More than 1.8 million heavy and tractor-trailer truck drivers and 923,050 light truck or delivery services drivers are employed in the United States. Over-the-road and local drivers may be employed by either private carriers or for-hire carriers. Food store chains and manufacturing plants that transport their own goods are examples of private carriers. There are two kinds of for-hire carriers: trucking companies serving the general public (common carriers) and trucking firms transporting goods under contract to certain companies (contract carriers).
Drivers who work independently are known as owner-operators. They own their own vehicles and often do their own maintenance and repair work. They must find customers who need goods transported, perhaps through personal references or by advertising their services. For example, many drivers find contract jobs through "Internet truck stops," where drivers can advertise their services and companies can post locations of loads they need transported. Some independent drivers establish long-term contracts with just one or two clients, such as trucking companies.

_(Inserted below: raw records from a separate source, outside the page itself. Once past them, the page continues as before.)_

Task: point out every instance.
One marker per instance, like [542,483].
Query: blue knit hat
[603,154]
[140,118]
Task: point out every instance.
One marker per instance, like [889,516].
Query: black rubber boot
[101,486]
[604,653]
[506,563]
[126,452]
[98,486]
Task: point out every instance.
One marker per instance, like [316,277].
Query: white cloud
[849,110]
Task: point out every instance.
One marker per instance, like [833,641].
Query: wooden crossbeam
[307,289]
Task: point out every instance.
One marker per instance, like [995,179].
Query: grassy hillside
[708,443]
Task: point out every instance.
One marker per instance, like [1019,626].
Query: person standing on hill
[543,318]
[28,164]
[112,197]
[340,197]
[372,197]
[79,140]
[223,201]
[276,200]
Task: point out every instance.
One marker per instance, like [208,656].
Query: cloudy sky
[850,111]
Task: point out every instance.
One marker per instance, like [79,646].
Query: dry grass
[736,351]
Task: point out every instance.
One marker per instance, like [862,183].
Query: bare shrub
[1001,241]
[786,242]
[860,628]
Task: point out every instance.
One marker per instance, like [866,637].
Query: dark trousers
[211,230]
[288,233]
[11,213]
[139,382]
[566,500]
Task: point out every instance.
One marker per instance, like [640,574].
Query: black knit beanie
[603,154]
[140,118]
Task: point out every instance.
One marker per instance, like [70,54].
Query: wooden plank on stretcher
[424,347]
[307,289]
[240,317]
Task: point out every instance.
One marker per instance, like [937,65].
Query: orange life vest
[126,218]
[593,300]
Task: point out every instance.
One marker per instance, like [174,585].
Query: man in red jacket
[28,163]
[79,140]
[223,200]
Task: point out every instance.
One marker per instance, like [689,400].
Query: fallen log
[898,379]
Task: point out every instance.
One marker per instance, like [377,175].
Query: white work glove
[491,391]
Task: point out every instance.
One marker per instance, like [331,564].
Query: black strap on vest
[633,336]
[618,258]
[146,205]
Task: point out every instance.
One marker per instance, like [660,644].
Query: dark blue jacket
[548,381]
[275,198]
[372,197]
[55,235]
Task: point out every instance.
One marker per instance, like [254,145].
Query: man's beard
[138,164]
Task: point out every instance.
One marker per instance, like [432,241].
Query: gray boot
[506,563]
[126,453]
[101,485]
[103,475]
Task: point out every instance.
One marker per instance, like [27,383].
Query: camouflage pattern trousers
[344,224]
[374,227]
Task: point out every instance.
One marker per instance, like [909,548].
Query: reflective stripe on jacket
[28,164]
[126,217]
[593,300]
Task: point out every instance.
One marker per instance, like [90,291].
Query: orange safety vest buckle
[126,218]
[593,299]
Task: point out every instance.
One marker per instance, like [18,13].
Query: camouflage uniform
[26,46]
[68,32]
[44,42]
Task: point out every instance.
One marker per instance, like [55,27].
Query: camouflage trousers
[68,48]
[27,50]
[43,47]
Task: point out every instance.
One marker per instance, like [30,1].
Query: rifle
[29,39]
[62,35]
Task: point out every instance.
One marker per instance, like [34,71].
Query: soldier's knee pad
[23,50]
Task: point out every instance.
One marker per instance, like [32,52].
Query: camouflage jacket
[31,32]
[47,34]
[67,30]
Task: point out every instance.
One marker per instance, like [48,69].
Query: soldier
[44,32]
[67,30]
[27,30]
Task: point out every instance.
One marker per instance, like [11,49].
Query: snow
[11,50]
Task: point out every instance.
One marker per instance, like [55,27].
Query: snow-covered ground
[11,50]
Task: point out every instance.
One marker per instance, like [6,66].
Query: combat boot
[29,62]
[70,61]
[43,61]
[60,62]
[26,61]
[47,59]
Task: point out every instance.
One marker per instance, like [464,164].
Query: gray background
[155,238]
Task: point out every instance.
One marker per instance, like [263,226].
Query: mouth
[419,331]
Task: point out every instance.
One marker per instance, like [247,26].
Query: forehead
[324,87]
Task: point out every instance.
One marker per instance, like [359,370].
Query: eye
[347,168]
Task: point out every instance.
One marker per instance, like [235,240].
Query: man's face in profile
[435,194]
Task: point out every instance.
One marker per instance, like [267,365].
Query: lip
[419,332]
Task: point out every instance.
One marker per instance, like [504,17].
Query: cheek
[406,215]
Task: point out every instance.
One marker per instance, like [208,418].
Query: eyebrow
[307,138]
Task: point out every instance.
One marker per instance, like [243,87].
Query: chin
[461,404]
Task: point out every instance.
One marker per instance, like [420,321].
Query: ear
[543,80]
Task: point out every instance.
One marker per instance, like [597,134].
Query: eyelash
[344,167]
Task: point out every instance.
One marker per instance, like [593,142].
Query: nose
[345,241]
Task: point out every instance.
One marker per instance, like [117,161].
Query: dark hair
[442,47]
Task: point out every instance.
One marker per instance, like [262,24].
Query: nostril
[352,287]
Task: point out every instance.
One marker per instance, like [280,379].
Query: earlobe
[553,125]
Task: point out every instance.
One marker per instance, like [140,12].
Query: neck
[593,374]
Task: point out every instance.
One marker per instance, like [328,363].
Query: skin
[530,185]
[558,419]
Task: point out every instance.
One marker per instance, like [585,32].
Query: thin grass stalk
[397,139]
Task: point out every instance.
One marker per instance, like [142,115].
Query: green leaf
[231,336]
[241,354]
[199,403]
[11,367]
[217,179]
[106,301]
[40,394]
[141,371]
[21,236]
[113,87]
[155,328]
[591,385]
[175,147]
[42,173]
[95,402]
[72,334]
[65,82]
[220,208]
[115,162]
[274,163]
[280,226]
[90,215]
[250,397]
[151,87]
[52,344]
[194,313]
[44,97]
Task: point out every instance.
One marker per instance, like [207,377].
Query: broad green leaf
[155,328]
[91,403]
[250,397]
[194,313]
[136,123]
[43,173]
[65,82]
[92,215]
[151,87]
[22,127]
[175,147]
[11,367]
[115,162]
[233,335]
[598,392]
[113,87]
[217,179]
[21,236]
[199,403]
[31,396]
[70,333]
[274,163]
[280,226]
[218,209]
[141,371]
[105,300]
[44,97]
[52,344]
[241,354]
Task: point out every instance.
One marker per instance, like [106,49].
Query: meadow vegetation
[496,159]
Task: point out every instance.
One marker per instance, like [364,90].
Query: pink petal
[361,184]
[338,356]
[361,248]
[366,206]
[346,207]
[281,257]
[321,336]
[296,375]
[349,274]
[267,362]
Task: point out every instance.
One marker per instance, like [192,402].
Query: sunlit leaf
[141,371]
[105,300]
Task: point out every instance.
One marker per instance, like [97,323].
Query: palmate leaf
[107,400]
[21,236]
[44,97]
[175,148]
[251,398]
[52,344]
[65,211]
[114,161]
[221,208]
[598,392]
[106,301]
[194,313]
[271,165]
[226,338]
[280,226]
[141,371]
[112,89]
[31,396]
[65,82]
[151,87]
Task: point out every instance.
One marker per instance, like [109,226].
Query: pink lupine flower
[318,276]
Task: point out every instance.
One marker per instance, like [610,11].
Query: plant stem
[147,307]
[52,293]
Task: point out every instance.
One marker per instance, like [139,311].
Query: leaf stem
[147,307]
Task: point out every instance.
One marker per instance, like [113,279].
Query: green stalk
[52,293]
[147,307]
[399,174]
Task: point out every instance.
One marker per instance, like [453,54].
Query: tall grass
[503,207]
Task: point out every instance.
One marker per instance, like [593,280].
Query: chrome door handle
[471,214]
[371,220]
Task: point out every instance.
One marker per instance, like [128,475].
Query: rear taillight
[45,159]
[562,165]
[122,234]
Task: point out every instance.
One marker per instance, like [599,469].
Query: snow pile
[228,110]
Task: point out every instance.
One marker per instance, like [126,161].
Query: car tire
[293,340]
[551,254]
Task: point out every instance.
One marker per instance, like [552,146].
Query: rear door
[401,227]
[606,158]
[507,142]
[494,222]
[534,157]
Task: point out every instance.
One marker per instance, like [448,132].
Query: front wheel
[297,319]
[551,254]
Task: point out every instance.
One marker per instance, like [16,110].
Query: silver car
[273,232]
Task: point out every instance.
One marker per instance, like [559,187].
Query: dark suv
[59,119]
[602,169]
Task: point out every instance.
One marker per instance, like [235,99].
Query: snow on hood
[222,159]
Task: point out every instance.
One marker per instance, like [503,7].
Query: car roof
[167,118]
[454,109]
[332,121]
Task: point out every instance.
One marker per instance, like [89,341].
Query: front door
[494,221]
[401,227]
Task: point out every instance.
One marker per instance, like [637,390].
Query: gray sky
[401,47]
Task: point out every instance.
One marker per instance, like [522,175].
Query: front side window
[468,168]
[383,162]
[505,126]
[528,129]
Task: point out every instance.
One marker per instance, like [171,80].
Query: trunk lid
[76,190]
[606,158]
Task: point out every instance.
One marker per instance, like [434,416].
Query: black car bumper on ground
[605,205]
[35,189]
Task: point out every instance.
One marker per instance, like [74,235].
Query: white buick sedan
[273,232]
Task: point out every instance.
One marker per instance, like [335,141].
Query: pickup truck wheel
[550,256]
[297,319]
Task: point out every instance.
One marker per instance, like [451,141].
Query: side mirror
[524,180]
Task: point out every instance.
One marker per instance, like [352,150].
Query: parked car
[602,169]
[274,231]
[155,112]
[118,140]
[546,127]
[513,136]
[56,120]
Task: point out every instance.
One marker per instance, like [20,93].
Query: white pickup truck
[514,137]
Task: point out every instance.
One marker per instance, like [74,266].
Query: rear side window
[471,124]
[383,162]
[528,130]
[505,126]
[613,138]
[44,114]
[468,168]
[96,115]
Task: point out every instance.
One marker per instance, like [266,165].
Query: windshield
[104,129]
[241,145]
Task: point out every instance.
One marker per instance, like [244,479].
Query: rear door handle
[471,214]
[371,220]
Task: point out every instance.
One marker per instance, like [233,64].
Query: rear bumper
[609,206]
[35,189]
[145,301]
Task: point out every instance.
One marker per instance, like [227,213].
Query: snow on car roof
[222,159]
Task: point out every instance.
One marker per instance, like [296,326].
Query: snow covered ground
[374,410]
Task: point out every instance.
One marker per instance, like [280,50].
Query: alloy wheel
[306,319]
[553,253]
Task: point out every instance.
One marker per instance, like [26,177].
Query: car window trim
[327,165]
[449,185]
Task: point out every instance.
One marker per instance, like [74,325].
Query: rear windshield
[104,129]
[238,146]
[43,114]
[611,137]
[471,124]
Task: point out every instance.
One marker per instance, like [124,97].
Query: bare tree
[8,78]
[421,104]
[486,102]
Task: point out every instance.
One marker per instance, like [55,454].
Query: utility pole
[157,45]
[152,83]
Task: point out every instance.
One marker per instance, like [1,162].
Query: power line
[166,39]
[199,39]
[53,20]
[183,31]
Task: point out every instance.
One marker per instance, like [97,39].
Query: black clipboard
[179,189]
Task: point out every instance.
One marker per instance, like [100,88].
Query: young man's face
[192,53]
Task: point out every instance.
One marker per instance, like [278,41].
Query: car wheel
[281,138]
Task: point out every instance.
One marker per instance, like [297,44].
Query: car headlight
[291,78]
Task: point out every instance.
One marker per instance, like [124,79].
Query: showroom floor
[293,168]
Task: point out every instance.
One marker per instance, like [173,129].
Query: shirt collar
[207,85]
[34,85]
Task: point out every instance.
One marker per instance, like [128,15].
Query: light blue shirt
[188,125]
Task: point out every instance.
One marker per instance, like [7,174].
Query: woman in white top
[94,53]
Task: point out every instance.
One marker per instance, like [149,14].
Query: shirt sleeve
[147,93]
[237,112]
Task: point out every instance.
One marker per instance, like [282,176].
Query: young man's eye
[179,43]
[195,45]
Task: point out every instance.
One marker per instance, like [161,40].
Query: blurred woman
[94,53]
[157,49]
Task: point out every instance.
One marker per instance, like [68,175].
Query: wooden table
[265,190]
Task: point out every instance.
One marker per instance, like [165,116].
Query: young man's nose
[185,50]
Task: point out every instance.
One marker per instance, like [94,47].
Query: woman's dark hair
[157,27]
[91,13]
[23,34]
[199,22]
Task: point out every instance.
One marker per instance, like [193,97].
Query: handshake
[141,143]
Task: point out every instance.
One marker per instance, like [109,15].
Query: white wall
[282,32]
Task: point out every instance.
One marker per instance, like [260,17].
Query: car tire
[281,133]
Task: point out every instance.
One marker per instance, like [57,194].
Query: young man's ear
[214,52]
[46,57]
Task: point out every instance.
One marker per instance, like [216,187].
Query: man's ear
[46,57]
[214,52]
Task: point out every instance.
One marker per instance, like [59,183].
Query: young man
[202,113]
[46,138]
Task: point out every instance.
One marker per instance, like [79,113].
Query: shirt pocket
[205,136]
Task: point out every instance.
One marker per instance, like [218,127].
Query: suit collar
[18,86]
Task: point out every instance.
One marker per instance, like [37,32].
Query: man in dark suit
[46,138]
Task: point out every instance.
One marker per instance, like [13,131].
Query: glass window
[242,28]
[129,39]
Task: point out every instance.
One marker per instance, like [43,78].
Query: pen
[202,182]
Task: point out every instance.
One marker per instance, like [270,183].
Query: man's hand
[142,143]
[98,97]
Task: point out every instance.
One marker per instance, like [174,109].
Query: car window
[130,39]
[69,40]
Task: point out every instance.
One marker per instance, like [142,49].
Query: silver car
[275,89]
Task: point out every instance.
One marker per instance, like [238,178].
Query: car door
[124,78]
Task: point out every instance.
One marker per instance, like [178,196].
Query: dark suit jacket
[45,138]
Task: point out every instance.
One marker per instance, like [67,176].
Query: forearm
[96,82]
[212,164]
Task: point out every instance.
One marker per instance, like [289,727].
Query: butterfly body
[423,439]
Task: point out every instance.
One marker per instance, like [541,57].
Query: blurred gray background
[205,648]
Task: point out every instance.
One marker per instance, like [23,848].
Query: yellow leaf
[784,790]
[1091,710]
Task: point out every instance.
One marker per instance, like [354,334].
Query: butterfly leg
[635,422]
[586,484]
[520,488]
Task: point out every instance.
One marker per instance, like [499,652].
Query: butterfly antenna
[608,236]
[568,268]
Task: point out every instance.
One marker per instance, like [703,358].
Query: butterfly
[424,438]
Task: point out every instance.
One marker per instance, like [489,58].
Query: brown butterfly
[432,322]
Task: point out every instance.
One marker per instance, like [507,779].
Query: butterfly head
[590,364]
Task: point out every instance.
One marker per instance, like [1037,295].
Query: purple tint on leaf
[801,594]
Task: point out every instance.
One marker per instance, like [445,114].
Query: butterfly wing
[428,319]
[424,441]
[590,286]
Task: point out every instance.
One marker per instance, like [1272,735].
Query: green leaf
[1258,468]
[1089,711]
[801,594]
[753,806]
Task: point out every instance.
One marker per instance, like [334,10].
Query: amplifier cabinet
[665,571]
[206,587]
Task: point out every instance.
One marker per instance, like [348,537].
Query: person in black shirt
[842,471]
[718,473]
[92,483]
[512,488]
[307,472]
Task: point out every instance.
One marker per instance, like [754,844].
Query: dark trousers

Prospective over-the-road drivers can gain commercial driving experience as local truck drivers and then attend a tractor-trailer driver-training program. Driving an intercity bus or dump truck is also suitable experience for aspiring over-the-road truck drivers. Many newly hired long-distance drivers start by filling in for regular drivers or helping out when extra trips are necessary. They are assigned regular work when a job opens up.
Many truck drivers hold other jobs before they become truck drivers. Some local drivers start as drivers' helpers, loading and unloading trucks and gradually taking over some driving duties. When a better driving position opens up, helpers who have shown they are reliable and responsible may be promoted. Members of the armed forces who have gained appropriate experience may get driving jobs when they are discharged.
Job seekers may apply directly to firms that use drivers. Listings of specific job openings are often posted at local offices of the state employment service and through employment agency Web sites. Many jobs, however, are not posted. Looking in the Yellow Pages under trucking and moving and storage can provide names of specific companies to solicit. Also, large manufacturers and retailing companies sometimes have their own fleets. Contact them directly by e-mail or phone. Personal visits, when appropriate, sometimes get the best results.
Some over-the-road drivers who stay with their employers advance by becoming safety supervisors, driver supervisors, or dispatchers. Many over-the-road drivers look forward to going into business for themselves by acquiring their own tractor-trailer rigs. This step requires a significant initial investment and a continuing good income to cover expenses. Like many other small business owners, independent drivers sometimes have a hard time financially. Those who are their own mechanics and have formal business training are in the best position to do well.
Local truck drivers can advance by learning to drive specialized kinds of trucks or by acquiring better schedules or other job conditions. Some may move into positions as dispatchers and, with sufficient experience, they eventually become supervisors or terminal managers. Other local drivers decide to become over-the-road drivers to receive higher wages.
Tips for Entry
Visit https://landline.media for job listings.
Contact trucking companies directly to learn more about job opportunities.
Talk to truck drivers about their careers. Ask them for advice on breaking into the field.